In this study, we present the first assessment of age-related alterations in gene expression in a large population-based cohort. Contrary to our expectations, we found relatively few age-associated transcripts, but these did include several genes associated with inflammation or immune senescence, as expected. Gene set enrichment analysis indicated that only a very small number of molecular or biological function pathways were robustly associated with advancing age, comprising mainly genes involved in the processing and maturation of messenger RNA transcripts. This finding was supported by subsequent observation of age-associated differences in the balance of alternatively expressed isoforms, as suggested by previous studies (Yannarell et al., 1977; Meshorer et al., 2002). Our results suggest that modification of messenger RNA (mRNA) processing may comprise an important feature of human aging.

Very few genes (295 of 16 571; 2% of transcripts identified) demonstrated strong and robust associations with advancing age in our study. Power calculations based on the method of Hsieh et al. (1998) indicate that the relatively large sample available (n = 458 in discovery set) is sufficient to detect effect sizes for transcripts statistically ‘explaining’ as little as 5.3% of the variation in age.

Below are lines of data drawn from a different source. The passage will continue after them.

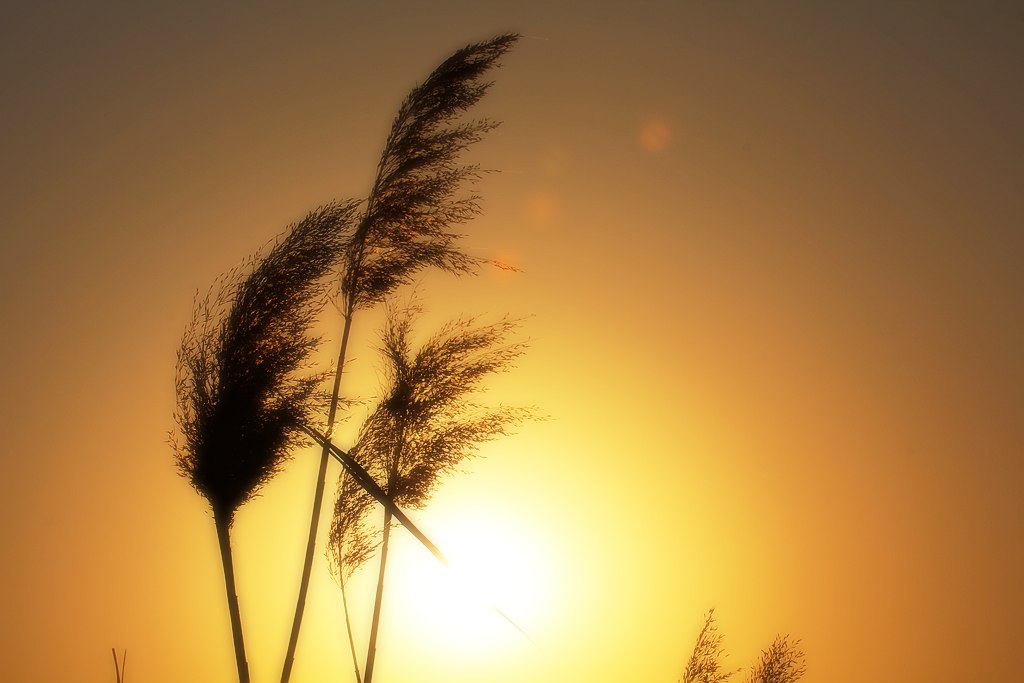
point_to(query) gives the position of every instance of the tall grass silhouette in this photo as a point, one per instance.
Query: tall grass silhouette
(407, 224)
(705, 665)
(781, 663)
(243, 381)
(424, 426)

Thus, if we have not detected other genes because of ‘noisy’ data, individual effect sizes for such genes are likely to be of limited biological significance.

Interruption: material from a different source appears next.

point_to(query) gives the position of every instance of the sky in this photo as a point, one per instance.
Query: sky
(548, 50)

The transcripts with the largest effect sizes comprise a set of peripherally expressed biomarkers of the aging process, some substantially stronger than those currently known. Transcripts such as CCR6, CCR7, and CD27, previously reported to be involved in immune senescence (Yung et al., 2007), were also associated with age in our study (Fig. 1). As predicted, genes showing the largest differential in expression with age were involved in inflammatory responses, or immune function (de Magalhaes et al., 2009). Genes related to the human immune system, e.g. LRRN3, CD248, LEF1, CCR6, CCR7, CD27, and LTB (lymphotoxin beta – TNF superfamily, member 3), expressed lower levels of mRNA transcripts with increasing age in our cohort, which is in agreement with other studies in human peripheral lymphocytes (Hong et al., 2008). This is not unexpected given that our study tissue was white blood cells. Reduced expression of these genes with age implies that the mechanisms involved are likely to mark the process of ‘immunosenescence,’ characterized by reduced chemotactic migration of the immune mediator cells, lowered activation and differentiation of lymphocytes and macrophages with reduced synthesis of immunoglobulins and increased apoptosis of immune cells. Our finding of a strong association of lower CCR7 gene expression with advancing age validates the findings from Yung et al. (2007).

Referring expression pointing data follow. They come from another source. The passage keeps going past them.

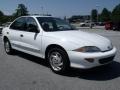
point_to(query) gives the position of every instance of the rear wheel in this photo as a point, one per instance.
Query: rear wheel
(58, 60)
(7, 47)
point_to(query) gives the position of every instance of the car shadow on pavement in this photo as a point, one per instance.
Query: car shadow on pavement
(103, 73)
(32, 58)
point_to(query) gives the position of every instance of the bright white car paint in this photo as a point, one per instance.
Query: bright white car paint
(36, 44)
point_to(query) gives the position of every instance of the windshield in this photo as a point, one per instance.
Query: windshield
(54, 24)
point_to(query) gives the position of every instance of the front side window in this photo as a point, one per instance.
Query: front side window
(54, 24)
(31, 24)
(19, 24)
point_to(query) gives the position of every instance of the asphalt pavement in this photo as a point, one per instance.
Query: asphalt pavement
(25, 72)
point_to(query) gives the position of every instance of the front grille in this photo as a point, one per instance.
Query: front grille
(106, 60)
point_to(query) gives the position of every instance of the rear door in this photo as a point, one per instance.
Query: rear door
(31, 40)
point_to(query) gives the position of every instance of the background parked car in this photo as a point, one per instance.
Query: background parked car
(116, 26)
(1, 28)
(108, 25)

Our findings should also be considered in the context of age-related changes in lymphocyte composition. Some age-associated transcripts may be expressed in different white cell subtypes; the CD28, CCR7, and GZMH genes are differentially expressed in CD8+ CD28+ T-cells compared with CD8+ CD28 T-cells, the ratio of which is known to alter with age (Lazuardi et al., 2009). Some of the alterations in gene expression may therefore derive from differences in the composition of the lymphocyte population in older people. What remains to be seen is whether any of alterations in lymphocyte composition are themselves attributable to the altered gene expression patterns we have demonstrated.

Several other factors have been implicated in aging or longevity, including alterations to nutrient sensing pathways, such as insulin or TOR signaling, oxidative stress/DNA repair, inhibition of respiration, reproductive system signaling, and telomere-related mechanisms (Kenyon, 2010). Accordingly, genes representing some of these processes are evident among the top 100 associations we have identified. These include the PASK, FOXO1, DKC1, and MYC transcripts, involved in energy sensing, insulin signaling, telomere maintenance, and ribosomal biogenesis, respectively (Gu et al., 2009; Schlafli et al., 2009; Dai et al., 2010; Smith et al., 2010).

The association of individual gene transcripts with age does not account for correlations between markers. We developed a bi-class discriminant model that identified a set of six transcripts within the top 25 strongest associations that form a potential predictive signature of chronological aging (Table S2; Fig. S1). This model was exceptionally good at classifying young and old [the area under ROC curve was 96% in our discovery set, and this was only slightly diminished (95%) in the independent replication set]. The six genes in the predictive group comprise genes involved in immunity or inflammation (LRRN3, CD27, CCR6) but also include some that are involved in the maintenance or development of muscle tissue (VAMP5; myobrevin) or in vascularization (CD248, endosialin). Future versions of this discriminant model might attempt to disentangle ‘aging’ from age-related disease effects: however, doing so is conceptually and practically difficult, but the relative robustness of the model for different age-group comparisons suggests that the transcript set is not merely distinguishing disease-free, from diseased, individuals.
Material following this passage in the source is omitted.